Expliciete validatie
De expliciete validatiebenadering valideert gegevens tegelijk. U kunt de gegevens valideren als reactie op een gebruikersactie, zoals klikken op een knop Opslaan of een koppeling Volgende . Wanneer de gebruikersactie plaatsvindt, kunt u op een van de volgende manieren expliciete validatie activeren:
- Bel Validate om het laatste element te valideren dat de focus heeft verloren.
- Aanroep ValidateChildren om alle onderliggende besturingselementen in een formulier- of containerbesturingselement te valideren.
- Roep een aangepaste methode aan om de gegevens in de besturingselementen handmatig te valideren.
Standaardgedrag voor impliciete validatie voor besturingselementen
Verschillende Besturingselementen voor Windows Forms hebben verschillende standaardwaarden voor hun AutoValidate eigenschap. In de volgende tabel ziet u de meest voorkomende besturingselementen en de standaardinstellingen.
| Beheersing | Standaardvalidatiegedrag |
|---|---|
| ContainerControl | Inherit |
| Form | EnableAllowFocusChange |
| PropertyGrid | Eigenschap niet weergegeven in Visual Studio |
| ToolStripContainer | Eigenschap niet weergegeven in Visual Studio |
| SplitContainer | Inherit |
| UserControl | EnableAllowFocusChange |
Het formulier sluiten en validatie overschrijven
Wanneer een besturingselement de focus behoudt omdat de gegevens die het bevat ongeldig is, is het onmogelijk om het bovenliggende formulier op een van de gebruikelijke manieren te sluiten:
- Klik op de knop Sluiten .
- Door het menu Systeem>sluiten te selecteren.
- Door de Close methode programmatisch aan te roepen.

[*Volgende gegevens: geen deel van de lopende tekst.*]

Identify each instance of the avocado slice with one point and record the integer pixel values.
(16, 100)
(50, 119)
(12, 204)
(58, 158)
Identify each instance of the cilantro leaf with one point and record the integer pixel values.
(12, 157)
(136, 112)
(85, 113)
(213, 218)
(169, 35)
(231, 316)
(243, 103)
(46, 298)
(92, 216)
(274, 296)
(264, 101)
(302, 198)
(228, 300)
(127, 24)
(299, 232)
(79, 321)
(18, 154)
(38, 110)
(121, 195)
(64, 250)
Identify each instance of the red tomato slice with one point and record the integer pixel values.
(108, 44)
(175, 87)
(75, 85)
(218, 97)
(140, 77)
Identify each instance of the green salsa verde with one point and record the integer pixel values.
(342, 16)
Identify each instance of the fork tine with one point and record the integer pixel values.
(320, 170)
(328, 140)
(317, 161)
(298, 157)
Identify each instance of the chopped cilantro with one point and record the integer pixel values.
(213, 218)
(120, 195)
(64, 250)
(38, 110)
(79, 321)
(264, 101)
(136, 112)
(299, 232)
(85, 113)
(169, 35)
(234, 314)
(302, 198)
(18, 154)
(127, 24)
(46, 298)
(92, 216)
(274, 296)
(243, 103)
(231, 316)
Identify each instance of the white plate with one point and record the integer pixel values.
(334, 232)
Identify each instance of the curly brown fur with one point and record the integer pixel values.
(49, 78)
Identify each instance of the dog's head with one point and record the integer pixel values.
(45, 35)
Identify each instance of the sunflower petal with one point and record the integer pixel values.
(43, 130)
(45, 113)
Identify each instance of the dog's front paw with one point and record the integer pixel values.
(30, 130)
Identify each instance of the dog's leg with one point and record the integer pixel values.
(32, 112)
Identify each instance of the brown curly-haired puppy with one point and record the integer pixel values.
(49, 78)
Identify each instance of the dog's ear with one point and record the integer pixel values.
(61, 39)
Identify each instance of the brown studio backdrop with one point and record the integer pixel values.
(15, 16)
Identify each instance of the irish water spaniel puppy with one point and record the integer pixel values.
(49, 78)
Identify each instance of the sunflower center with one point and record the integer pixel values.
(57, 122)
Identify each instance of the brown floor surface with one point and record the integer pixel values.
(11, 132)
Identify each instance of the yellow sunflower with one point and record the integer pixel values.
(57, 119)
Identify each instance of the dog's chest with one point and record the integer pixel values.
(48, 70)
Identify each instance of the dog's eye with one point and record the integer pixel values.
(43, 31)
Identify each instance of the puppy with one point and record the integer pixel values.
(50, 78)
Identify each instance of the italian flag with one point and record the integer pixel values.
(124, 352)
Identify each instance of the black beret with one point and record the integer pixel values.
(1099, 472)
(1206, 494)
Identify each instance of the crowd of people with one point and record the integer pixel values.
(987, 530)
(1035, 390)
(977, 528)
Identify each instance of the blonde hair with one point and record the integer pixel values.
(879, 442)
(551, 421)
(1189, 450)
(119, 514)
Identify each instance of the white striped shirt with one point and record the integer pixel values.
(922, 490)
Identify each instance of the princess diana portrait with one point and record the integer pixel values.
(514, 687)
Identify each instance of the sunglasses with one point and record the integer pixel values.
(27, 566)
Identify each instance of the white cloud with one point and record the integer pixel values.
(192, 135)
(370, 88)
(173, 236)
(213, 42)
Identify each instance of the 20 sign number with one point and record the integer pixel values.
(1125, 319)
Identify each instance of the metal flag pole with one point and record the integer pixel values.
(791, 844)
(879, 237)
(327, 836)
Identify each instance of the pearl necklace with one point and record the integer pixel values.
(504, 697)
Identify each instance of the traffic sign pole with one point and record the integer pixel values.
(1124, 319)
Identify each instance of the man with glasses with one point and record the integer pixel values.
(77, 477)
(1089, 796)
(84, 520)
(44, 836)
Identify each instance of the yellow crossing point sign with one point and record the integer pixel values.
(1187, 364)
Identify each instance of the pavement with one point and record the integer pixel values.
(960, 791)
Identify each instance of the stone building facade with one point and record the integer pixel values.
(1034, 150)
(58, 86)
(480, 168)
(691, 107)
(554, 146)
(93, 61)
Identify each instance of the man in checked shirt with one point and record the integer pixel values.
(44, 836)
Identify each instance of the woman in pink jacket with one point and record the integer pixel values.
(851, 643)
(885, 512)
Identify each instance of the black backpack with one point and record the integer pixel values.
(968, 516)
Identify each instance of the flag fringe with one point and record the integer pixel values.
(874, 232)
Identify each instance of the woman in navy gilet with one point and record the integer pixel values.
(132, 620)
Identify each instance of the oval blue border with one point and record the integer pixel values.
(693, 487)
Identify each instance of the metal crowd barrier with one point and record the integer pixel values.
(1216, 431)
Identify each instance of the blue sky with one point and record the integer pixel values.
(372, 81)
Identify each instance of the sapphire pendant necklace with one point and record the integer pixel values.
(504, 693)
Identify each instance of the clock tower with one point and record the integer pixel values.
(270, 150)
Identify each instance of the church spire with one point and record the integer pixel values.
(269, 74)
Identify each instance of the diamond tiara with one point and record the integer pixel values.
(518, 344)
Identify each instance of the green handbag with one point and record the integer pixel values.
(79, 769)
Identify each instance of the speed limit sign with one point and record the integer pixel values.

In sommige gevallen wilt u de gebruiker echter het formulier laten sluiten, ongeacht of de waarden in de besturingselementen geldig zijn. U kunt validatie overschrijven en een formulier sluiten dat nog steeds ongeldige gegevens bevat door een handler te maken voor de gebeurtenis van FormClosing het formulier. Stel in het geval de Cancel eigenschap in op false. Dit dwingt het formulier te sluiten. Zie voor meer informatie en een voorbeeld Form.FormClosing.
Opmerking
Als u afdwingen dat het formulier op deze manier wordt gesloten, gaan niet-opgeslagen gegevens verloren. Modale formulieren valideren de inhoud van besturingselementen niet wanneer ze worden gesloten. U kunt besturingsvalidatie nog steeds gebruiken om de focus naar een besturingselement te vergrendelen, maar u hoeft zich geen zorgen te maken over het gedrag dat is gekoppeld aan het sluiten van het formulier.